BUSINESS WITH PAKISTAN :
TAX & LEGAL
A resident company is taxed on its worldwide income. Non-resident companies operating in Pakistan through a branch are taxed on their Pakistan-source income, attributable to the branch, at rates applicable to a company.
The federal corporate tax rates on taxable income are as follows:
Company type |
Tax rate (%) |
Banking company |
35 |
Public company other than a banking company |
31 |
Any other company |
31 |
Small company (see the Tax credits and incentives section for more information) |
25 |
Note: That the corporate tax rate for tax year 2018 and onwards is 30% for companies other than banking companies.

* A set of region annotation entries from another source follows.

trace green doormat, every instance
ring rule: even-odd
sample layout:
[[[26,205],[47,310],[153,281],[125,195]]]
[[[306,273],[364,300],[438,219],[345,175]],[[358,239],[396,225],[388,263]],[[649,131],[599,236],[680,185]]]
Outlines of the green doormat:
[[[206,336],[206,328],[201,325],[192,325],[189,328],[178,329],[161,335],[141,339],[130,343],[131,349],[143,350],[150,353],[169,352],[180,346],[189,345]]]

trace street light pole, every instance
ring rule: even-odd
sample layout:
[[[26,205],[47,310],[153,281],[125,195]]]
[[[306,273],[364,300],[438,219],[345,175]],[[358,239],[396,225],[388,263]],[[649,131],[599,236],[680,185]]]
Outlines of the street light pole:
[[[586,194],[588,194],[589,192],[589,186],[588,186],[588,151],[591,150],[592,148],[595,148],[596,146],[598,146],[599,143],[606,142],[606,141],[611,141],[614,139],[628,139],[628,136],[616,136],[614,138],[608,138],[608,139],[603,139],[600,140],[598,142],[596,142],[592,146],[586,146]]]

The term ‘public company’ implies a company listed on any stock exchange in Pakistan or one in which not less than 50% of the shares are held by the federal government or a public trust.
In the case of a modaraba (see the Income determination section for a definition), income, except relating to trading activities, is exempt from tax, provided that 90% of its profit is distributed to the certificate holders as cash dividends.
The final tax regime (FTR) for resident taxpayers, a presumptive tax scheme where taxes are withheld at the source on the sale of goods and execution of contracts or collected at the time of import (for other than industrial raw materials), is considered the final tax liability in respect of income arising from the sale, contract, or import.
In the case of exports, tax collected at the time of realisation of foreign-exchange proceeds is treated as the final tax for that income.
The FTR is also applicable to non-resident taxpayers, at their option. However, it is only applicable in cases of receipts on account of the execution of a contract for construction, assembly, or installation, including a contract for the supply of management activities in relation to such project as well as certain contracts for services and contracts for advertisement services rendered by television satellite channels.
Taxation of a permanent establishment (PE) of a non-resident
The following principles shall apply in computing taxable income of a PE:
- It is a distinct and separate entity dealing independently with the non-resident of which it is a PE.
- In addition to business expenditure, executive and administrative expenditure, whether incurred in Pakistan or elsewhere, will be allowed as deductions.
- Head office expenditure, including rent, salaries, travelling, and any other expenditure that may be prescribed, shall be allowed as a deduction in proportion to the turnover of the PE in the same proportion as the non-resident’s total head office expenditure bears to its worldwide turnover.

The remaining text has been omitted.